# Marine steam twin 13 mm x 13 or French Twin



## Marius (Mar 20, 2011)

Hello everybody
I started this project at the end of 2009 and now is ready to run.The plan(is metric), is free and is available in download section of the forum.I saw some people who ask if is somebody who build this engine and I decided to post here my project.This is a second engine which I have build (i'm a beginer) 
I don't have too much pictures while I'm machining because everytime forget about this.


----------



## Marius (Mar 20, 2011)

Here is a short movie with the parts and engine running : 
[ame]http://www.youtube.com/watch?v=hWjn047uXYQ[/ame]

Comments, critics and vote are welcome


----------



## slkride (Mar 20, 2011)

Marius

    WOW what a beauty, and it runs like a Swiss watch. The low RPM is a testament to your  skill. supper job 

                                     Tom


----------



## joe d (Mar 20, 2011)

Marius

That's a beauty!
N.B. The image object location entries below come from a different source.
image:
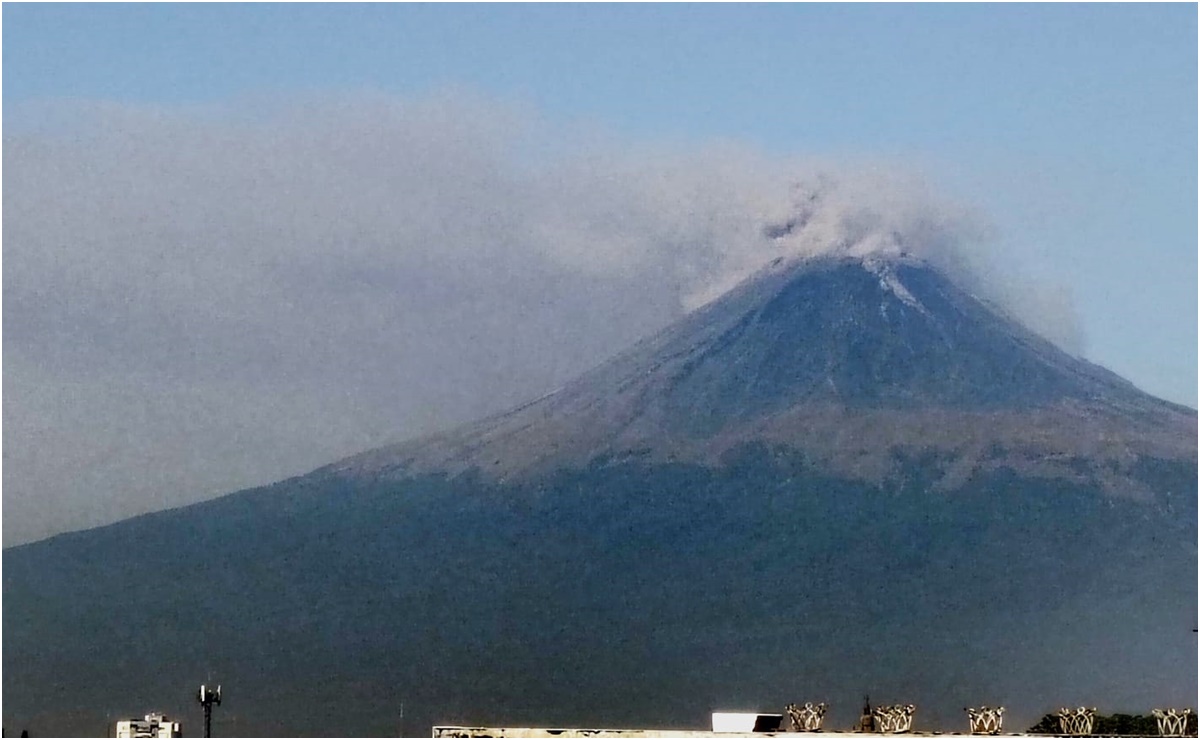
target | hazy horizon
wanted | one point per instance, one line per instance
(227, 266)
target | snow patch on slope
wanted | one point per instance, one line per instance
(891, 281)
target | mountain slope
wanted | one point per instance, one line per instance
(850, 360)
(846, 476)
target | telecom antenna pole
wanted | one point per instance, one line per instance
(208, 698)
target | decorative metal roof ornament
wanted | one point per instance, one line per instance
(1173, 722)
(985, 721)
(1077, 721)
(895, 719)
(807, 719)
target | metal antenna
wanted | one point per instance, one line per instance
(208, 698)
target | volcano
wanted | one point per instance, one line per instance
(849, 475)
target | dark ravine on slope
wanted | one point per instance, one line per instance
(845, 476)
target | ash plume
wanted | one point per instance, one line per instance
(190, 293)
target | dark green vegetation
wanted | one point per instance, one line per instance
(846, 476)
(617, 595)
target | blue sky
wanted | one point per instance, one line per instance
(1072, 127)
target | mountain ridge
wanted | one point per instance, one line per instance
(605, 413)
(843, 477)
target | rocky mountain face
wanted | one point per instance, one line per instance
(850, 361)
(846, 476)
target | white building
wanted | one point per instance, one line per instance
(154, 726)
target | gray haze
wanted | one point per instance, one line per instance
(201, 300)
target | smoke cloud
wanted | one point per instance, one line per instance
(198, 300)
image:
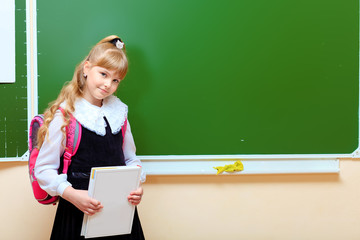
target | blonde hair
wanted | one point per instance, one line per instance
(104, 54)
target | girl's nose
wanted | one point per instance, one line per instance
(107, 83)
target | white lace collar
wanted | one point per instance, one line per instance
(92, 117)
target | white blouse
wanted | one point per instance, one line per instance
(90, 117)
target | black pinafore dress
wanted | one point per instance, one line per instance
(94, 151)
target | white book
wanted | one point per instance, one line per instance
(111, 186)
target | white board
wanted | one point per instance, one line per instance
(7, 41)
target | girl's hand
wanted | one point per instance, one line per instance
(82, 201)
(135, 197)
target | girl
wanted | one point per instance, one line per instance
(89, 98)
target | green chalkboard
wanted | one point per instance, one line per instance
(219, 77)
(13, 96)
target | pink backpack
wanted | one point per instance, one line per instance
(73, 136)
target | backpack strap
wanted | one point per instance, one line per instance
(124, 128)
(73, 137)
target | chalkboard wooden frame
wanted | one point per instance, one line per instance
(149, 160)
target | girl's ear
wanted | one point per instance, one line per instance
(87, 66)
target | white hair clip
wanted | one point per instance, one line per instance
(119, 44)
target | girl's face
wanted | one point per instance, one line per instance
(99, 84)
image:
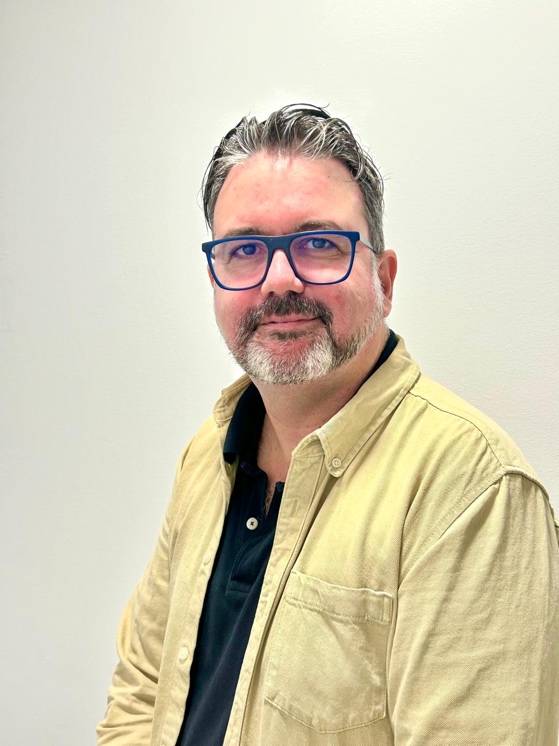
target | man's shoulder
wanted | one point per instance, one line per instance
(456, 422)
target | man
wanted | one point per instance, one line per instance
(351, 555)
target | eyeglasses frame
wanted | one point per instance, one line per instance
(283, 243)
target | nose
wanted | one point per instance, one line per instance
(280, 278)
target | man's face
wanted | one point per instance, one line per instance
(285, 331)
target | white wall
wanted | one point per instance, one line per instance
(110, 359)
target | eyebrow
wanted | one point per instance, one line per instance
(309, 225)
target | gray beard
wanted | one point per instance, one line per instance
(323, 352)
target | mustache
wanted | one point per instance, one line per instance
(286, 305)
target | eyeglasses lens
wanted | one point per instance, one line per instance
(320, 258)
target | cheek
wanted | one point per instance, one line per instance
(229, 307)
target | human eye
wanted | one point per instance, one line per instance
(240, 250)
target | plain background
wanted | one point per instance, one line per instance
(110, 357)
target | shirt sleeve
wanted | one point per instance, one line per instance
(475, 655)
(131, 699)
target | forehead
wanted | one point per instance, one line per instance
(275, 194)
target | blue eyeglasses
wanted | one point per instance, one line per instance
(316, 257)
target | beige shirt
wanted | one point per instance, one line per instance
(411, 596)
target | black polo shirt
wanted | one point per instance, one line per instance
(236, 580)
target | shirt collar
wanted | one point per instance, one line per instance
(243, 433)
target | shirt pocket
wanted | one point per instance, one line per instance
(327, 665)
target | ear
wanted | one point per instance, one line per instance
(387, 266)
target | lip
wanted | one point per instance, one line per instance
(288, 320)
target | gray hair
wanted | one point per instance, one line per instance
(304, 130)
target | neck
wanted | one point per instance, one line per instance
(293, 411)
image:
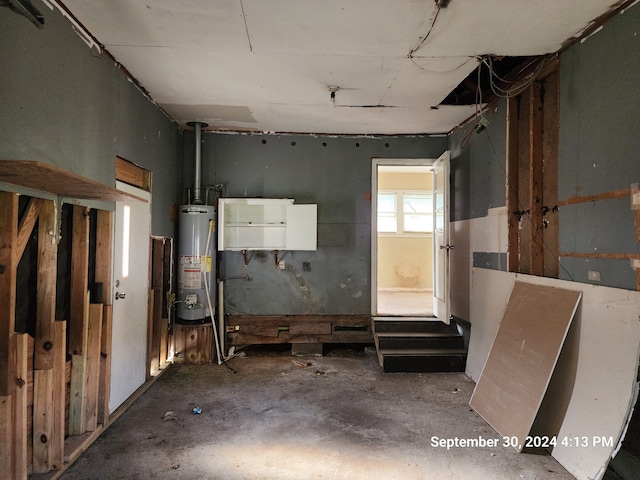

Great job, thanks for showing it to us. :bow: :bow:

Joe


----------



## JorgensenSteam (Mar 20, 2011)

I vote "very good".

I wondered if anyone had actually built that engine.
I always assumed that it was a casting kit since it looks so nice and well designed.

Pat J


----------



## KC6UVM (Mar 22, 2011)

Hi All,

I downloaded the .dwg (but can't seem to remember where in the plans section :wall. 

I scaled the plans up for 60mm cylinders and eventually plan on reposting the plans when time permits.... 

I'm looking to build a bigger engine for one of my projects....  

Any rule of thumb as far as the size of the flywheel?

George


----------



## Marius (Mar 22, 2011)

Thanks so much for your comments.
In this plan is another part, a gas regulator, i make this part too and you can see the pictures below. Since when I build this part, a friend of mine who lives in Germany ask me if i can build another one. I build only one and was a gift for him, but i still have the pictures


----------



## jonesie (Mar 22, 2011)

nice job and a real smooth runner . thanks for sharing . jonesie


----------